Applegate wspomniała także o swoim występie na ceremonii rozdania nagród Emmy, którą określiła jako „sprawę telewizyjną”, ale z tego, co rozmawiała z Siglerem, jasno wynikało, że mówiła o rozdaniu nagród Emmy w programie Niechlujny.
„To był chyba najcięższy dzień w moim życiu. Zaczęło się o 11 rano, a do domu wróciłem dopiero o 9:30 [p.m.]– kontynuował Applegate Niechlujny. „Myślę, że spałem bez przerwy przez dwa dni. Nie mogłem funkcjonować.”
Odnosząc się do swojego dowcipu o niepełnosprawności, Applegate stwierdziła, że „wybełkotała słowo”.
„Byłam tak niepełnosprawna, że niewyraźnie powiedziałam „niepełnosprawny” – powiedziała. „Dosłownie straciłem przytomność, kiedy wychodziłem – to zjawisko, podczas którego po prostu bledniesz na twarzy”.
Opowiadała także o leczeniu stwardnienia rozsianego za pomocą terapii limfocytami B, czyli wlewów Ocrevusa lub Kesimpty, wyjaśniając, że u niej ma 30 zmian w mózgu, u innych na kręgosłupie. „Moja największa jest za prawym okiem, więc prawe oko bardzo mnie boli” – powiedziała. „To, co to robi, to po prostu wpływa na układ nerwowy. Więc wszyscy mamy problem z mobilnością. Jest inaczej w przypadku każdej osoby. Sposób, w jaki objawia się to na Jamiem, bardzo różni się od tego, jak objawia się to na mnie.

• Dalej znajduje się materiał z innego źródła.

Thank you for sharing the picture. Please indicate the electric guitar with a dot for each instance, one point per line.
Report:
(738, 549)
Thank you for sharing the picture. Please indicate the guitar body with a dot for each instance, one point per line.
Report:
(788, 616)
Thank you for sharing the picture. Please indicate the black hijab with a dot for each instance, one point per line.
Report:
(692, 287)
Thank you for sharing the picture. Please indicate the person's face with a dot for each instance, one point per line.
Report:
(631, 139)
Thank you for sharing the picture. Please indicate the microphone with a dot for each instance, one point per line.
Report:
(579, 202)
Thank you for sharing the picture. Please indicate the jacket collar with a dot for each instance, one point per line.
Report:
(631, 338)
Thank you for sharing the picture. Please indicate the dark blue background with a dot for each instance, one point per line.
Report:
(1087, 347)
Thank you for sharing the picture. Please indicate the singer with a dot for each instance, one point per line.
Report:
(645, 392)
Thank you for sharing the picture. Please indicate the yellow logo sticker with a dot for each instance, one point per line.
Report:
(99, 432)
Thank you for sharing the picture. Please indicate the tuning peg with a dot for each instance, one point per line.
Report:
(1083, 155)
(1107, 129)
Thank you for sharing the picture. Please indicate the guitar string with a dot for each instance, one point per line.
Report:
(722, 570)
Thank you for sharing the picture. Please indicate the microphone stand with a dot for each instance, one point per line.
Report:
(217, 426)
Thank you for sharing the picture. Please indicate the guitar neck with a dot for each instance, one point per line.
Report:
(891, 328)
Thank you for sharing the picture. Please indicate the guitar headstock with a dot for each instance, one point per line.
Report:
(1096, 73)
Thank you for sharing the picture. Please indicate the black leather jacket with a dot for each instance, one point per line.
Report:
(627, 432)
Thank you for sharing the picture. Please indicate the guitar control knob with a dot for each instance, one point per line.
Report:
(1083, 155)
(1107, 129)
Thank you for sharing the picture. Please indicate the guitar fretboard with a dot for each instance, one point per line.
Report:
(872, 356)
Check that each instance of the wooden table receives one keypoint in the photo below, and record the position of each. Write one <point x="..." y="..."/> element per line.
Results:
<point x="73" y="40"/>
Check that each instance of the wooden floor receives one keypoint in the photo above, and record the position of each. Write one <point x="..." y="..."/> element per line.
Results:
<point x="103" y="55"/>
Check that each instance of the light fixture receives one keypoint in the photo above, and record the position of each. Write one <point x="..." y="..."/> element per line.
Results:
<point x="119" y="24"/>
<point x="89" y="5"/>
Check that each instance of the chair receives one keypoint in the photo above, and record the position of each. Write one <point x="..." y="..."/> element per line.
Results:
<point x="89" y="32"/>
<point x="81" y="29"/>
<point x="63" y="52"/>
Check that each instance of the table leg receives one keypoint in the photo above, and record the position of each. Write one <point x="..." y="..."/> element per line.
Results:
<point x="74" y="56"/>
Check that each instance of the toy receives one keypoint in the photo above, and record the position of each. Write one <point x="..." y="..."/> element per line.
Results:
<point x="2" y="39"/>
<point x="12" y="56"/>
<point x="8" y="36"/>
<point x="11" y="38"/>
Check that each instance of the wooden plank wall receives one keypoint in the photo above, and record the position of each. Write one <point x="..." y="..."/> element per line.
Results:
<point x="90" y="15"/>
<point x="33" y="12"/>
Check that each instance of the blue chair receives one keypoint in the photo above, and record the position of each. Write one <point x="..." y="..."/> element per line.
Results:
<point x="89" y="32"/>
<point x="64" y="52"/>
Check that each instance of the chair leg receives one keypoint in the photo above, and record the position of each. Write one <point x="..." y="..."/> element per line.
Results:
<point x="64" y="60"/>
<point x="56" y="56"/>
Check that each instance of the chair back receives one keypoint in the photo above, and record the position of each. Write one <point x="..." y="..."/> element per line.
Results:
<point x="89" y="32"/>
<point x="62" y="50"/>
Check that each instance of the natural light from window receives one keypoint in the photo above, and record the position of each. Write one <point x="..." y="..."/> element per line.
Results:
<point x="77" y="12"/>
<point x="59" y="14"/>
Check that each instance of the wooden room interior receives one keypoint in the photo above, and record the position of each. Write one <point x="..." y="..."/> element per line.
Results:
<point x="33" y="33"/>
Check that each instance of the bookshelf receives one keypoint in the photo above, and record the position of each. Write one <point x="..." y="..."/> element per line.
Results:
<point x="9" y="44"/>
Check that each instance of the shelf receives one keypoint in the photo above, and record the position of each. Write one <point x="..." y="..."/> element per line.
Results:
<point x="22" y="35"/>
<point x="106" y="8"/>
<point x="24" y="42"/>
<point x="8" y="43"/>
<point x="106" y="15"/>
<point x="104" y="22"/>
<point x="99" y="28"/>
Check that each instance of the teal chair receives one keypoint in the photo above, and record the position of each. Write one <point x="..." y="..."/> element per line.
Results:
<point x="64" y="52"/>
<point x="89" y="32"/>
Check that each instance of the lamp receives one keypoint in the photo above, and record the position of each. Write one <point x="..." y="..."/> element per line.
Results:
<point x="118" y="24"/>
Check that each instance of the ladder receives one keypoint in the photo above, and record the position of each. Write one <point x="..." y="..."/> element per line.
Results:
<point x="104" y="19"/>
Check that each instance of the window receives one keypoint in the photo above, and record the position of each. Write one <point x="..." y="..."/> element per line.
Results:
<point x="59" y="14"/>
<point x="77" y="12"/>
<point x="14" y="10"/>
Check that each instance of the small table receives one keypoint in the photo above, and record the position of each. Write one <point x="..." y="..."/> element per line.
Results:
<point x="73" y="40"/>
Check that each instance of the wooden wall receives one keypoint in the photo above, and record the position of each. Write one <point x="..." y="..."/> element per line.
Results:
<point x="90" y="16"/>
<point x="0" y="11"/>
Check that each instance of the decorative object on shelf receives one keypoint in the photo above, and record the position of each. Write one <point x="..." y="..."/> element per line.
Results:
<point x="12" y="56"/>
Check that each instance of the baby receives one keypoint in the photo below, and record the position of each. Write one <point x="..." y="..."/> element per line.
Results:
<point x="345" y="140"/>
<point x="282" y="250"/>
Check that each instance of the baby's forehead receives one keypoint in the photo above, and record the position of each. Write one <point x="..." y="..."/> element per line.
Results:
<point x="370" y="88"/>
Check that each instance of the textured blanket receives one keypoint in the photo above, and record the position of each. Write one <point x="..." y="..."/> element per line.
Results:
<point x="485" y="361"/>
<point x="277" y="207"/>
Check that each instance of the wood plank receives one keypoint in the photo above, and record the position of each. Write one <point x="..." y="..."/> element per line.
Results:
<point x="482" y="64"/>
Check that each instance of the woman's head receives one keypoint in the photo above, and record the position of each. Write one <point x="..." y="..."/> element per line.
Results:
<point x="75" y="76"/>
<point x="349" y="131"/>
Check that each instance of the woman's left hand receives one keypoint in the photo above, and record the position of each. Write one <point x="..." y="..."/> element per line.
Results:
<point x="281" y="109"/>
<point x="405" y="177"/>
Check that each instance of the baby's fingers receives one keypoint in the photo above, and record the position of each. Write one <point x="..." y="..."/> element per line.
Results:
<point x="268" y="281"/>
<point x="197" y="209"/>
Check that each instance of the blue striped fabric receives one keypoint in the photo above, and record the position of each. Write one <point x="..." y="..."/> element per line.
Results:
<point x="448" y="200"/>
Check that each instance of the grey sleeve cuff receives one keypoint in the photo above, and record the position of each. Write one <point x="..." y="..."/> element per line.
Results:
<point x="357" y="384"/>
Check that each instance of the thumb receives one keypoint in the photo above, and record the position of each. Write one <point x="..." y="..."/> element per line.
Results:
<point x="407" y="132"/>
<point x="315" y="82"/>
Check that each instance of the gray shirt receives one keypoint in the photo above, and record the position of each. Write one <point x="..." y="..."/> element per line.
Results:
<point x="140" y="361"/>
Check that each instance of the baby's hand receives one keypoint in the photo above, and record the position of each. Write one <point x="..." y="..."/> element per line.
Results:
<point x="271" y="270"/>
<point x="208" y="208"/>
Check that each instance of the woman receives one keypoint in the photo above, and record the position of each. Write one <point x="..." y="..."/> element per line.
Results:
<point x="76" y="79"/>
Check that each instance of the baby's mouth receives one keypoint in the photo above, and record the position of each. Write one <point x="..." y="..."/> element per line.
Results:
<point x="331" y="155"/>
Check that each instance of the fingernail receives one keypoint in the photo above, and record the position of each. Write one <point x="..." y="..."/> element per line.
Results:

Powiedziała, że jej ręka może stać się „dziwna” i czasami może mieć „uczucie drgawek” w mózgu. Przytoczyła także wyniki niedawnego badania Harvardu, które sugerowało korelację ze stwardnieniem rozsianym i występowaniem połączenia wirusa Epsteina-Barra z niedoczynnością tarczycy i opryszczką, przy czym wszystkie te trzy choroby występują u Applegate („nie na pochwie, mam małą opryszczkę”, wyjaśniła).
„To dla nas choroba na zawsze” – powiedziała. „Zanim wprowadzono leczenie komórkami B, ludzie po prostu umierali z tego powodu. Dlatego teraz przedłużamy życie dzięki tym terapiom. To nie znaczy, że będę na rynku za 10 lat, nie wiem. To jest właśnie przerażające w stwardnieniu rozsianym. Nie ma gry końcowej.”
Dodanie: „To choroba postępująca, a stan pacjenta po prostu stopniowo się pogarsza”.